Vovó Ofélia podia ter economizado no gás hoje e feito a comida no asfalto — eu disse.

Eva riu e meu coração vacilou. Era totalmente apaixonado em sua risada. 

— Não seja bobo.

— Não me pede algo impossível. 

Ela suspirou e começamos a andar. 

— Então, como está sua família?

— Bem. Eu tava jogando videogame com meu pai antes de você me chamar, hoje cedo.

— Desculpa, atrapalhei um programa de pai e filho?

Dei de ombros e mudei de lado na calçada, ficando perto do asfalto. 

— Não. A gente faz isso às vezes, quando estamos em casa. Mas hoje é exceção. Além do mais, ele ia sair também… 

— Por que faz isso?

— Isso o quê?

— Fica mudando de lado enquanto a gente anda.
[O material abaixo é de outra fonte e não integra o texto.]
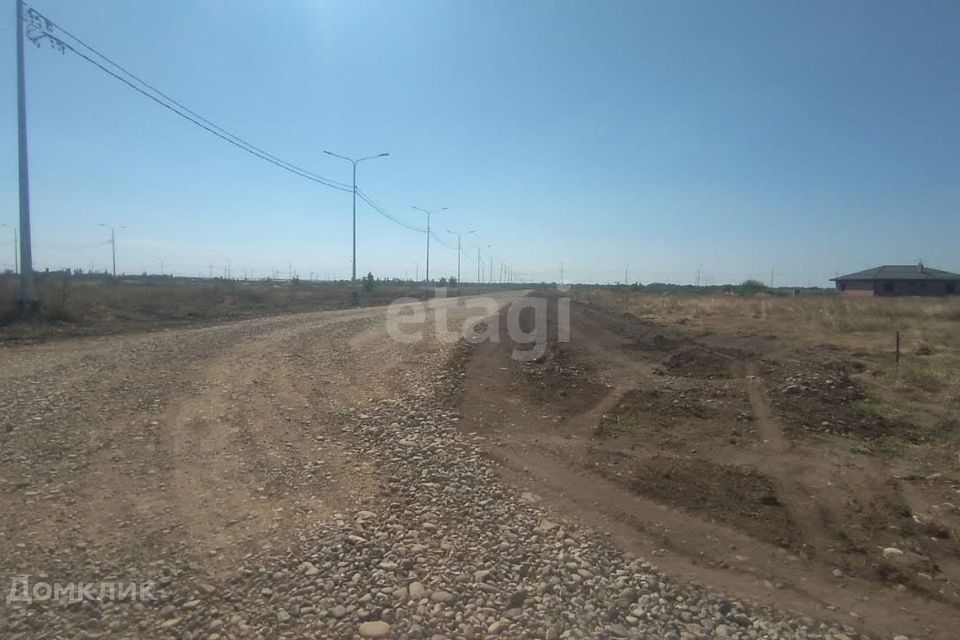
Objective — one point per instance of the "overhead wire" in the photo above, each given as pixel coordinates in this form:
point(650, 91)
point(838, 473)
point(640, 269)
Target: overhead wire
point(40, 27)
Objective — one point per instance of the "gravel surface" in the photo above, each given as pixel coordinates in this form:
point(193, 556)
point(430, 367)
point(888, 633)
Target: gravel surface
point(451, 553)
point(434, 546)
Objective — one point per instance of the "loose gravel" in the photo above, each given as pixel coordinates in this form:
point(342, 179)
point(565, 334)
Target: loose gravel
point(450, 553)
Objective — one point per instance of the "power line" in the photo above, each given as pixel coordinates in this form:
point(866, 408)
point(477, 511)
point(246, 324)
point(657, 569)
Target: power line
point(376, 207)
point(40, 27)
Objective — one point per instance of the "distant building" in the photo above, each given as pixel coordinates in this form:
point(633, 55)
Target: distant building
point(900, 280)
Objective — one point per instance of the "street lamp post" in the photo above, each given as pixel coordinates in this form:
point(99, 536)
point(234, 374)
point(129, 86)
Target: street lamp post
point(16, 250)
point(113, 243)
point(458, 251)
point(429, 213)
point(353, 277)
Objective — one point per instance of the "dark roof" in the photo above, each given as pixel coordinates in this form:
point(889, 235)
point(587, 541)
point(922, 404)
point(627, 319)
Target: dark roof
point(901, 272)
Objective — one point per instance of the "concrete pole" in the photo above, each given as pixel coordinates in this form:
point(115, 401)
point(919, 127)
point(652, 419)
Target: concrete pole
point(29, 301)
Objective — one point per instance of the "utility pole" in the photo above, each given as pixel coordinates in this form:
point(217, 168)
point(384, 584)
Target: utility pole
point(429, 213)
point(16, 250)
point(113, 243)
point(29, 301)
point(459, 250)
point(353, 277)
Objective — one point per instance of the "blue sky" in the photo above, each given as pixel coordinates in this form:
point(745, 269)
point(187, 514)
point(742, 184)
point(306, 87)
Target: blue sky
point(805, 137)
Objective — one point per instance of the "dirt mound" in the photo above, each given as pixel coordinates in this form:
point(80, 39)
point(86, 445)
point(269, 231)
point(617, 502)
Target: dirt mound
point(737, 496)
point(700, 362)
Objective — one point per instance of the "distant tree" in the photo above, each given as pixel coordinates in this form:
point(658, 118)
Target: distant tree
point(369, 282)
point(752, 287)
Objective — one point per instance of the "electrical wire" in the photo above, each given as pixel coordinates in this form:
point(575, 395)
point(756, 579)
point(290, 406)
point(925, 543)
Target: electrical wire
point(39, 32)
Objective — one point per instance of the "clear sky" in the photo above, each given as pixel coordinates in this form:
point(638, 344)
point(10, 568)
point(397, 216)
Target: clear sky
point(807, 137)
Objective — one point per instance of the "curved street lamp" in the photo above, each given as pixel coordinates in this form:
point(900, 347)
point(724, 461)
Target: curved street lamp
point(429, 212)
point(456, 233)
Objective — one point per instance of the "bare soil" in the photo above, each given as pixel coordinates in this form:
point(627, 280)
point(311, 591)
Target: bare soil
point(690, 449)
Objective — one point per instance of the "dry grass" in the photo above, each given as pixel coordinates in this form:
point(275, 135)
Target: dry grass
point(86, 306)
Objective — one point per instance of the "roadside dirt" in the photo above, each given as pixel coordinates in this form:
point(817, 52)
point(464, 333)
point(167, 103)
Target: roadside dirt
point(692, 451)
point(197, 445)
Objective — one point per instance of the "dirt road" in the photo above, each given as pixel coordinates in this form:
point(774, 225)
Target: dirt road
point(311, 475)
point(209, 442)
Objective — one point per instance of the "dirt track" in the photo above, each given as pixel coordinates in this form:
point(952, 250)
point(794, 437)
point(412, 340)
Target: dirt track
point(675, 447)
point(208, 448)
point(205, 441)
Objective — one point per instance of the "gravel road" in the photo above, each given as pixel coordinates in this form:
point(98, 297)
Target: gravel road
point(299, 477)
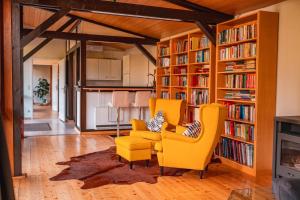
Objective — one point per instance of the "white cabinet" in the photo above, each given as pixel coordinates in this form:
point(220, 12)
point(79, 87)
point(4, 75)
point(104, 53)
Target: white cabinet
point(103, 69)
point(92, 68)
point(115, 70)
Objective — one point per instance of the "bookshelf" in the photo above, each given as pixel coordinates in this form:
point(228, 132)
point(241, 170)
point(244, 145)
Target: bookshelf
point(189, 70)
point(246, 55)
Parece que tô andando com uma barata tonta.

Dei risada.

— Foi mal. É que eu precisei mudar de lado, não queria que você andasse próxima do asfalto. 

— Já sei, é só por questão de segurança, né? Se acontecer de um carro avançar pra cima da gente, você me protege?

Sim. Era exatamente por isso. Mas o espírito do deboche falou mais alto:

— Na verdade, estou tentando me proteger. Caso algumas dessas casas tenha algum cachorro raivoso que resolva latir enquanto a gente passa. 

Ela me deu um tapa no braço e apertou os lábios. 

— Besta!

— Tá bom, Eva. Eu tô zoando. Você tá certa, é pelo motivo que você disse mesmo. Algum problema? 

— Não. Então, você é bem próximo do seu pai, né?

— Sim. Ele é meu melhor amigo e a pessoa que mais admiro. Eu amo a relação dele com a minha mãe e a forma como trata a família. Quero ser assim, um dia. 

Ela abriu um sorriso sem mostrar os dentes. 

— Gosto disso, sabia?

— Do quê?

— Da relação que você tem com sua família. Eu nunca vi nada igual. Passei a vida querendo algo assim com meus pais, mas só consegui com a vovó. Posso dizer que ela é minha melhor amiga. Me conhece melhor até que eu mesma. 

Dobramos a esquina e passamos por uma padaria vazia. 

— Ofélia é uma ótima avó, Eva. Não é difícil gostar dela. Quanto aos seus pais, acho que com o tempo você vai conseguir ter a relação que deseja com eles. 

— Acho difícil. Você tá sendo otimista demais, Manoel. Eles ignoraram minha existência desde que nasci, nunca se importam com o que acontece comigo. E tenho certeza que eles só se preocuparam em relação a você porque pensaram que pode afetar meus estudos e, consequentemente, afetar o bolso deles. Já que eles pagam minha faculdade.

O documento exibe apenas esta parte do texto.